The large-scale, multi-directional, Taliban attack on Ghazni early on Friday morning which achieved complete surprise should effectively clear the remaining ‘blitzkrieg’ cobwebs clouding the American military’s perspective in the 17-year conflict, and accelerate the drive towards the more realistic goal of negotiating meaningful peace talks in all seriousness. There are still conflicting versions about the actual ground situation in Ghazni, for, in war ‘truth is so precious that it has to be guarded by a bodyguard of lies’. If Ghazni, Afghanistan’s second largest city, located strategically on Kabul –Kandahar Highway, were indeed to fall to the Taliban, it would send already plummeting Afghan forces’ morale into an irreversible tailspin, threaten neighbouring Pakhtia and Zabul, and even impact the October 20 elections. The brief insurgent seizure of Farah province in May, Kunduz in 2015 and 2016, and now Ghazni, much closer to ‘home’, are flashes that should light up the bleak Afghan reality to American policy makers, if indeed nothing else.

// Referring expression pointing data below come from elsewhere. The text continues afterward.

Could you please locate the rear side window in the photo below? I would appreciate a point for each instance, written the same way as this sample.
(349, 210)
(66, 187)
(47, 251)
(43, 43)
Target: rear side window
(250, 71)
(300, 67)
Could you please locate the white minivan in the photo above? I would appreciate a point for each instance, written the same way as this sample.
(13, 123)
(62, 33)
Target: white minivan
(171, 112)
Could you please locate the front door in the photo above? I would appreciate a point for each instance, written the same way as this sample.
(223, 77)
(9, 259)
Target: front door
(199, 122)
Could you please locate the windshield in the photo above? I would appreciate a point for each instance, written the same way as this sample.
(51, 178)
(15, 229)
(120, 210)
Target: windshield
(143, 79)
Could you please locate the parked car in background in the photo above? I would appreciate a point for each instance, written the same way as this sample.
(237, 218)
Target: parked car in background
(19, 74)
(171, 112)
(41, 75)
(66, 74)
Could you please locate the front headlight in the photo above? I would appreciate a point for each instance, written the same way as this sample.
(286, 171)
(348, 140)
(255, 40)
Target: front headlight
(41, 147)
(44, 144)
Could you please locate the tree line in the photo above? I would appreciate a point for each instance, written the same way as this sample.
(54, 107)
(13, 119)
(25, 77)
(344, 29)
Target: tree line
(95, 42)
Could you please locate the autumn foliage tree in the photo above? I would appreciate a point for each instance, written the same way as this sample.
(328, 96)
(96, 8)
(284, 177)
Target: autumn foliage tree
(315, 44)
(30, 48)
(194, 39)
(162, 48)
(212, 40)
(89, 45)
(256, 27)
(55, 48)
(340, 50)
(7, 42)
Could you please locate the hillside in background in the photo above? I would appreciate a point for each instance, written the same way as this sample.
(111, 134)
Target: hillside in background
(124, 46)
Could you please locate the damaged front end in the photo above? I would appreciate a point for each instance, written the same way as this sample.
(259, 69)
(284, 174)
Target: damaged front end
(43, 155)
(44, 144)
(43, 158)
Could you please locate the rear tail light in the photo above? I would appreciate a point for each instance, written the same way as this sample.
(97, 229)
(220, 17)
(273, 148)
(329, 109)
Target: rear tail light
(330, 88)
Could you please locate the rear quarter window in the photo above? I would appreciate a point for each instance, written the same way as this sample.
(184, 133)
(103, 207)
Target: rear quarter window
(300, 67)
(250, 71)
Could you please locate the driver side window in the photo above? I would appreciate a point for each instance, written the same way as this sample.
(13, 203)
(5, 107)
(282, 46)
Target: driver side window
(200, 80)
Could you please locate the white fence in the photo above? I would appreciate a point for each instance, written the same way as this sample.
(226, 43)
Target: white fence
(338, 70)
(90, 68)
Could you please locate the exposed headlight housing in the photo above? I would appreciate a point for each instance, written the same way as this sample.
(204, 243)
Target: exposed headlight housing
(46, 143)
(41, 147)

The root causes of the overall Afghan stalemate and increasingly audacious Taliban forays lie in the lack of clarity surrounding US military’s objectives and methods, and the ever-weakening resistance put up by the 350,000 strength Afghan security forces. The former just cannot make up their mind between a military solution and a negotiated settlement, while the ‘attrition’ rate of the latter, a term masking heavy casualties, low motivation and morale, surrender and desertions, and low re-enlistment, makes waging war unsustainable in a prolonged grim struggle. The Americans should learn from history and the Tet Offensive of January 30, 1968, in which the supposedly ‘beaten’ North Vietnamese and Viet Cong launched massive attacks in South Vietnam, which revealed the bitter truth about the unwinnable Vietnam War, resulting in American public withdrawing its support, loss of credibility of the Johnson administration, and start of long-drawn negotiations that ultimately ended the US’s second longest war. Recent peace talks in Qatar between senior US officials and Afghan Taliban and during Taliban delegation visit to Uzbekistan last week are the right way, as indeed another short truce during the coming Eid ul Azha. Blaming Pakistan without any evidence will surely boomerang.